8. Raise Your Net Profits

The average sole proprietorship returns just 21.5 percent of revenue as net profit. But startups can boost profitability by picking industries with better-than-average margins. Look towards emerging industries where demand exceeds supply and where they typically have high profit margins. An good example is the PC industry in the early years.

9. Put the Banker on Your Side

According to the U.S. Government Accountability Office,minority- and women-owned startups are significantly more likely to be denied credit. One way around this obstacle is to find a banker you can relate to and develop a personal relationship.

Recruiting a banking advocate can help overcome a lot of red tape and inertia.

10. Balance Work and Life

After staring a business, entrepreneurs are often challenged to maintian a life.
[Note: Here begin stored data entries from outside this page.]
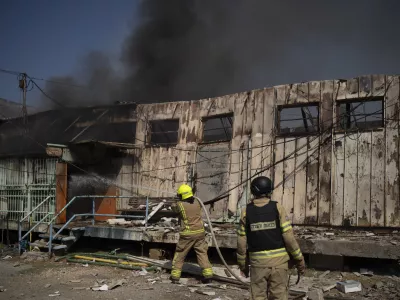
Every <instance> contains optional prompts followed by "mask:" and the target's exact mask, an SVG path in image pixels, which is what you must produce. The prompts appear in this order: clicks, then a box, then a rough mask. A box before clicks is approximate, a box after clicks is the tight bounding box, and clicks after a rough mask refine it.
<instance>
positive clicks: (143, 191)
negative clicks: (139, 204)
mask: <svg viewBox="0 0 400 300" xmlns="http://www.w3.org/2000/svg"><path fill="white" fill-rule="evenodd" d="M152 175H153V174H152V172H151V148H144V149H143V150H142V155H141V160H140V186H145V187H149V186H150V185H151V181H150V178H149V177H150V176H152ZM138 193H139V195H143V196H150V195H151V193H149V191H148V190H147V189H143V188H139V189H138Z"/></svg>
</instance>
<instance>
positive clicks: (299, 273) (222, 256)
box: [194, 196, 300, 286]
mask: <svg viewBox="0 0 400 300" xmlns="http://www.w3.org/2000/svg"><path fill="white" fill-rule="evenodd" d="M194 198H195V199H196V200H197V201H198V202H199V204H200V206H201V207H202V209H203V211H204V213H205V215H206V218H207V222H208V225H209V226H210V233H211V237H212V239H213V242H214V245H215V249H217V253H218V255H219V257H220V259H221V261H222V263H223V264H224V266H225V268H226V269H227V270H228V272H229V273H230V274H231V275H232V276H233V277H235V278H236V279H237V280H239V281H240V282H241V283H242V284H244V285H246V286H249V283H247V282H245V281H243V279H242V278H240V276H238V275H236V274H235V273H234V272H233V271H232V269H231V268H230V267H229V266H228V264H227V263H226V261H225V259H224V257H223V255H222V253H221V250H220V249H219V247H218V243H217V239H216V238H215V234H214V229H213V227H212V224H211V220H210V216H209V214H208V212H207V208H206V207H205V205H204V203H203V201H201V199H200V198H198V197H196V196H194ZM289 280H290V276H289ZM299 281H300V273H298V274H297V281H296V285H297V284H298V283H299Z"/></svg>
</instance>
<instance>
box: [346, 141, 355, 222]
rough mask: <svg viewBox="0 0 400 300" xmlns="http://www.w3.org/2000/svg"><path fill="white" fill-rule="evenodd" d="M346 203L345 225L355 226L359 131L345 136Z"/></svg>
mask: <svg viewBox="0 0 400 300" xmlns="http://www.w3.org/2000/svg"><path fill="white" fill-rule="evenodd" d="M344 143H345V152H344V155H345V157H344V203H343V218H344V219H343V225H344V226H355V225H356V224H357V221H356V212H357V146H358V133H351V134H350V133H346V134H345V138H344Z"/></svg>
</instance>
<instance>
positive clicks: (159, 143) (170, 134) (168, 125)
mask: <svg viewBox="0 0 400 300" xmlns="http://www.w3.org/2000/svg"><path fill="white" fill-rule="evenodd" d="M178 130H179V120H157V121H150V144H156V145H162V144H167V145H170V144H174V145H176V144H177V143H178Z"/></svg>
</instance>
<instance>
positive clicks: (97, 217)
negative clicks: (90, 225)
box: [95, 185, 118, 221]
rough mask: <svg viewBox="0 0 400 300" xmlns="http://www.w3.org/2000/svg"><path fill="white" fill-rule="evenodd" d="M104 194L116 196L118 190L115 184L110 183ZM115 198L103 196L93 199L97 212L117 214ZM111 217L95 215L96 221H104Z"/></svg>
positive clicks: (111, 195)
mask: <svg viewBox="0 0 400 300" xmlns="http://www.w3.org/2000/svg"><path fill="white" fill-rule="evenodd" d="M105 196H118V190H117V188H116V187H115V185H110V186H109V187H108V189H107V192H106V193H105ZM116 200H117V199H115V198H103V199H96V200H95V210H96V213H97V214H111V215H115V214H117V203H116ZM110 218H111V217H101V216H96V217H95V220H96V221H105V220H108V219H110Z"/></svg>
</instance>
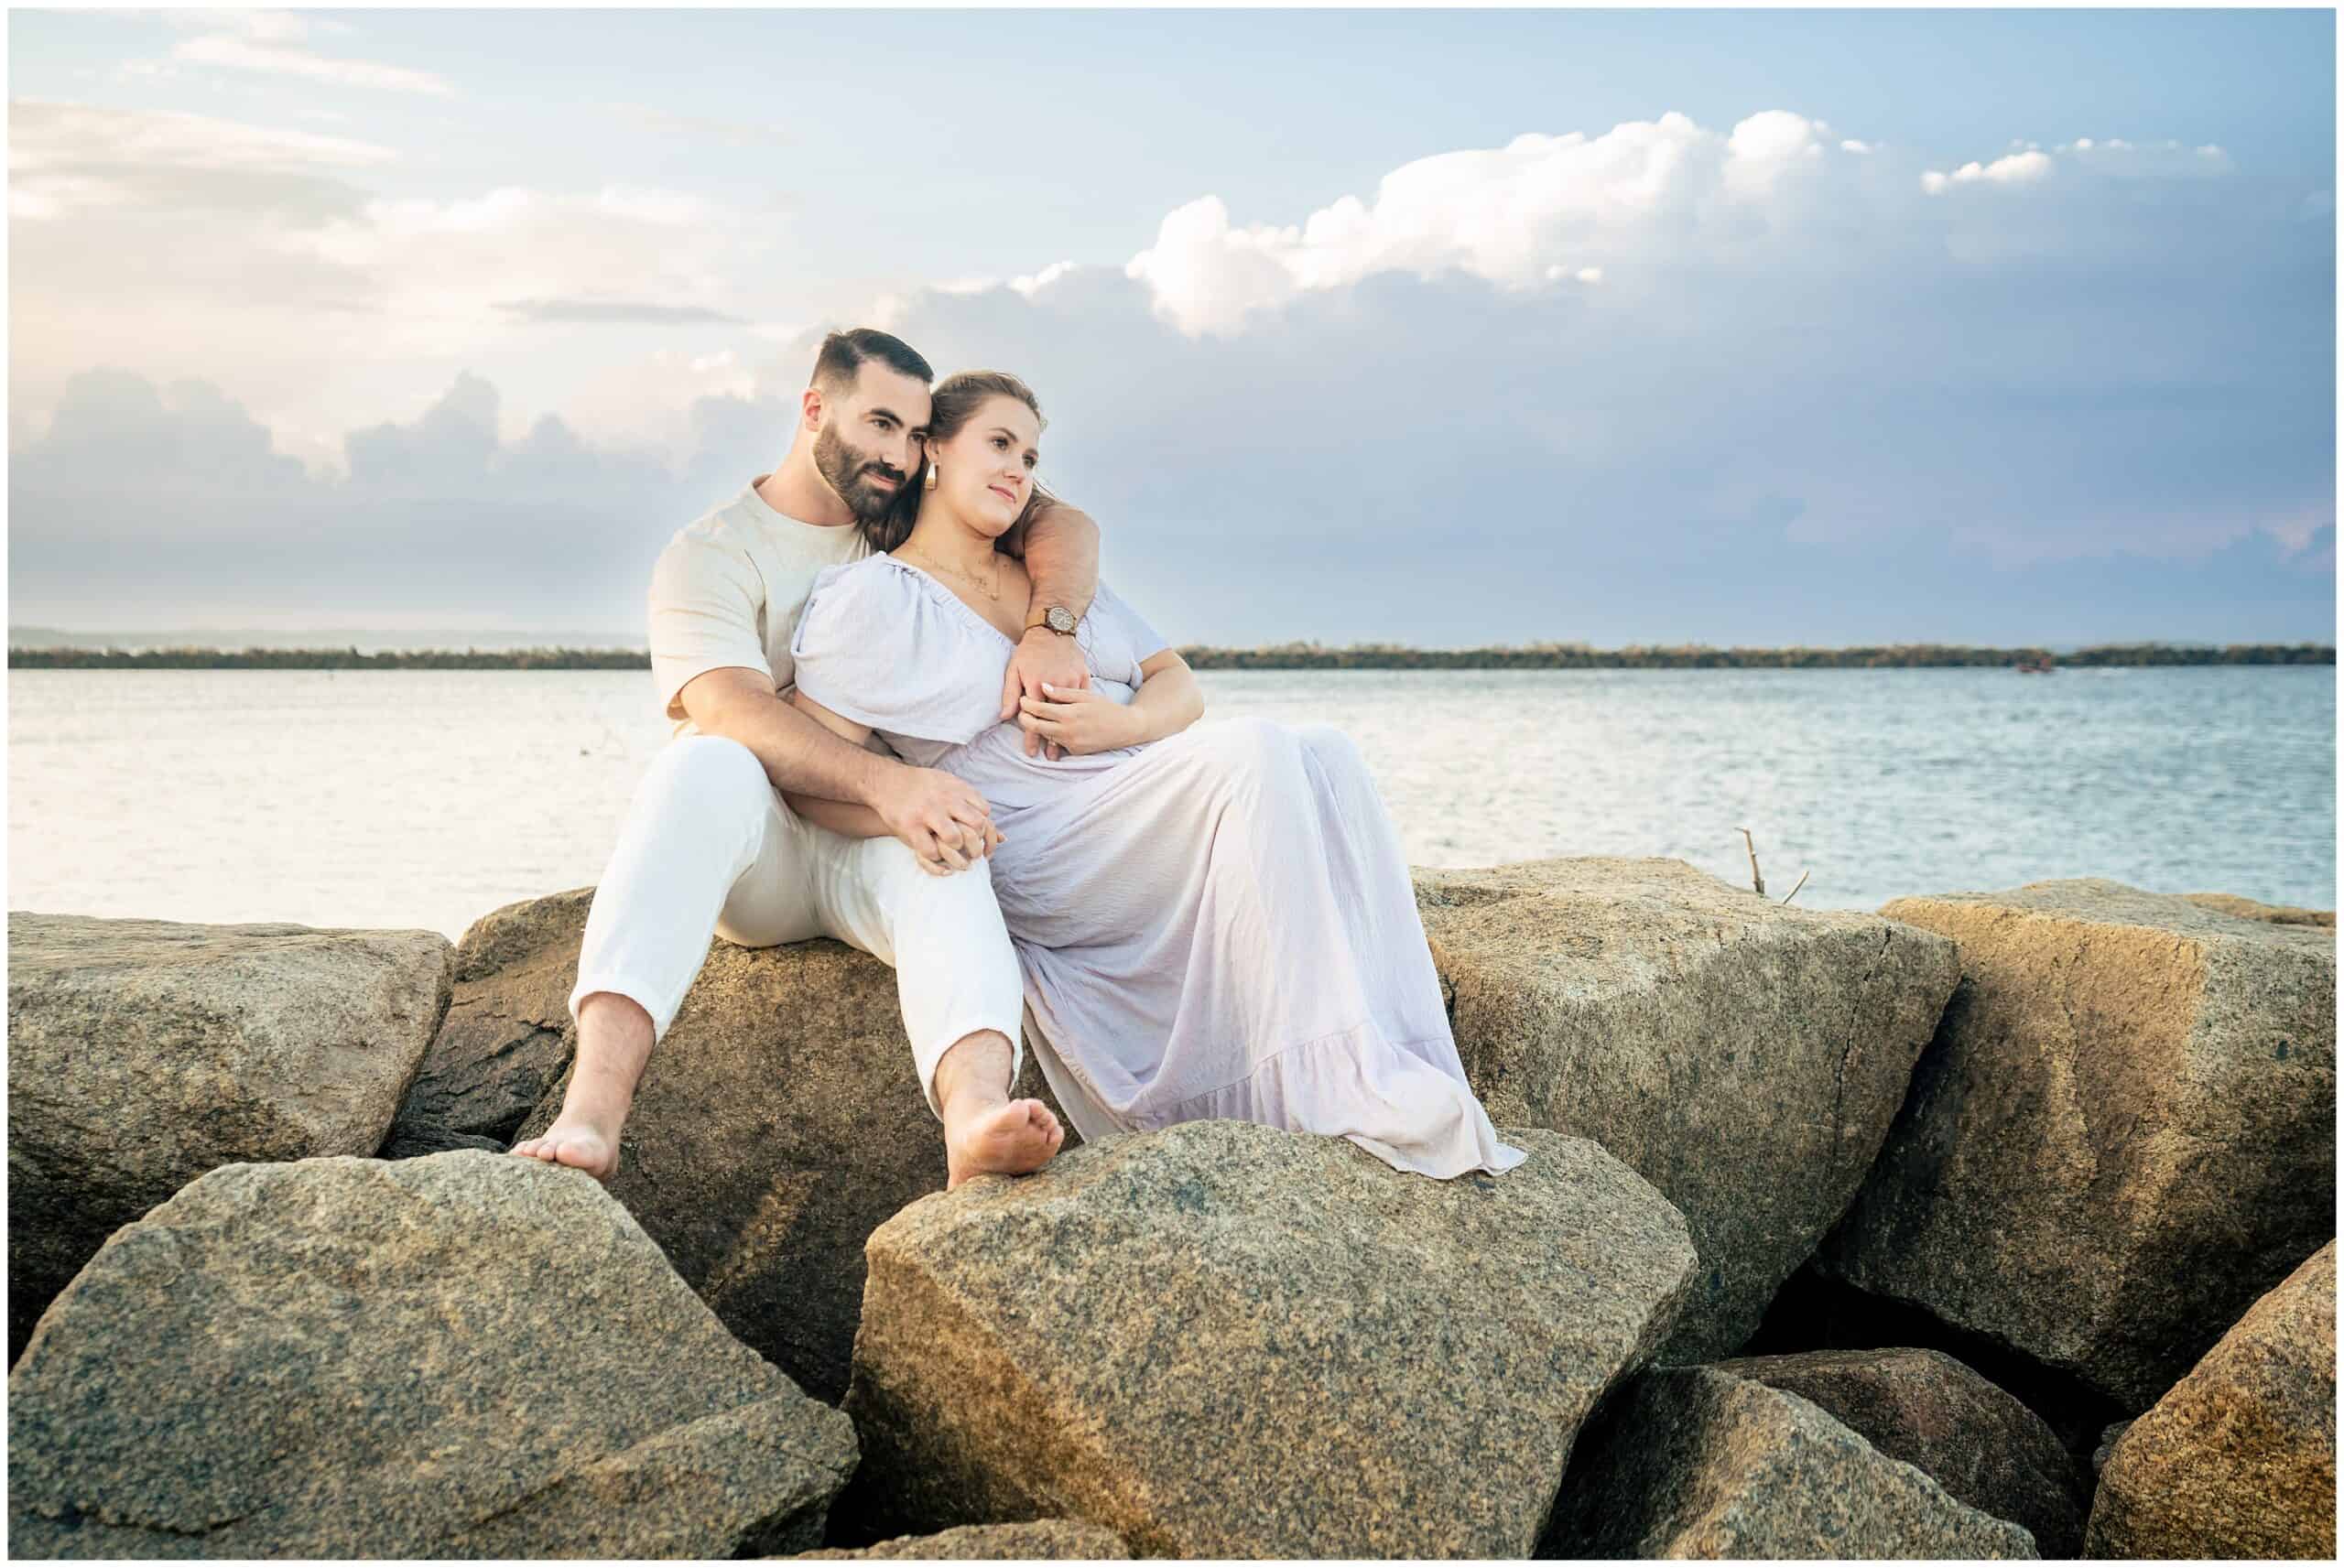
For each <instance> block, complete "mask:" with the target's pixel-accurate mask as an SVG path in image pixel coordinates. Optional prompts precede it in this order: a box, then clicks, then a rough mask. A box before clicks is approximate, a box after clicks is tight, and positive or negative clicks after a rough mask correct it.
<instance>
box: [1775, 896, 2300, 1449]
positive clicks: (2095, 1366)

A 2005 survey by Wells Fargo Bank and The Gallup Organization found that 57 percent os small-business owners work six days a week; 20 percent work seven days. The average workweek was 52 hours, and 14 percent took no vacation. But entrepreneurs can beat stress, as 67 percent were content with their work-life balance, and 84 percent would do it all over again.

Involve family and friends to create a support group, and join local organizations where you can find kindred spirits, such as your chamber of commerce or the National Association of Women business Owners. Build work-life balance into your business plan by knowing your work tolerance and picking a suitable business. If the industry norm is working seven days a week then make sure you are aware of that.